MP1 - RND Normalization

MP1 - RND Normalization

par Gaston Emil Wolfart,
Nombre de réponses : 2

Hello,

I have a question about the normalizations in part 3.4.

The project description states that the states have to be normalized using only a running average and that the intrinsic reward has to be also normalized but this time clamped between -5 and 5.

However, the linked article in the project description [Burda et al., 2018]. seems to state the opposite, namely that the intrinsic reward has to be only normalized with a running average and that it is the next_state that has to be normalized and clamped between -5 and 5.


Which one should we implement ?

Thanks for your help,

Gaston Wolfart


En réponse à Gaston Emil Wolfart

Re: MP1 - RND Normalization

par Lucas Louis Gruaz,
Hello,

Yes, you are right. This is a mistake we made, but both work fine for the given task.

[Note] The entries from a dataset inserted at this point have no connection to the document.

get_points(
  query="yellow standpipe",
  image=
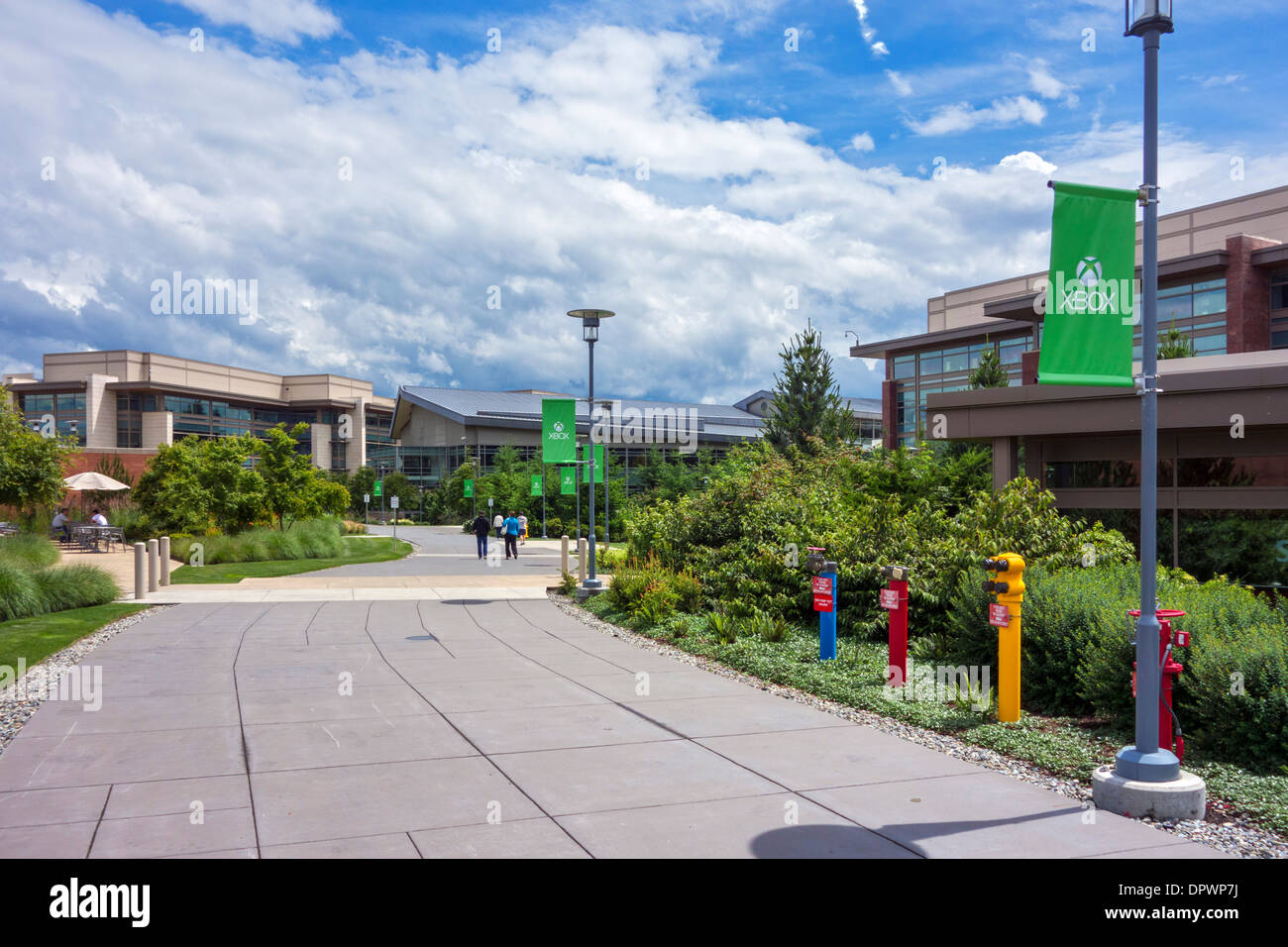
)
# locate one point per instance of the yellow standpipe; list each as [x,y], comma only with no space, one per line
[1009,589]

You can implement any of the two options, both will be considered correct.

Best,
Lucas
En réponse à Lucas Louis Gruaz

Re: MP1 - RND Normalization

par Maria Yuffa Meshcheryakova,

Dear Lucas,

I am slightly confused: aren't we considering states that are much smaller than 5 (from -1.2 to 0.6 and from -0.07 to 0.07) compared to the authors who are exploring different environments? 

Thank you in advance for clarification!

Best wishes,

Maria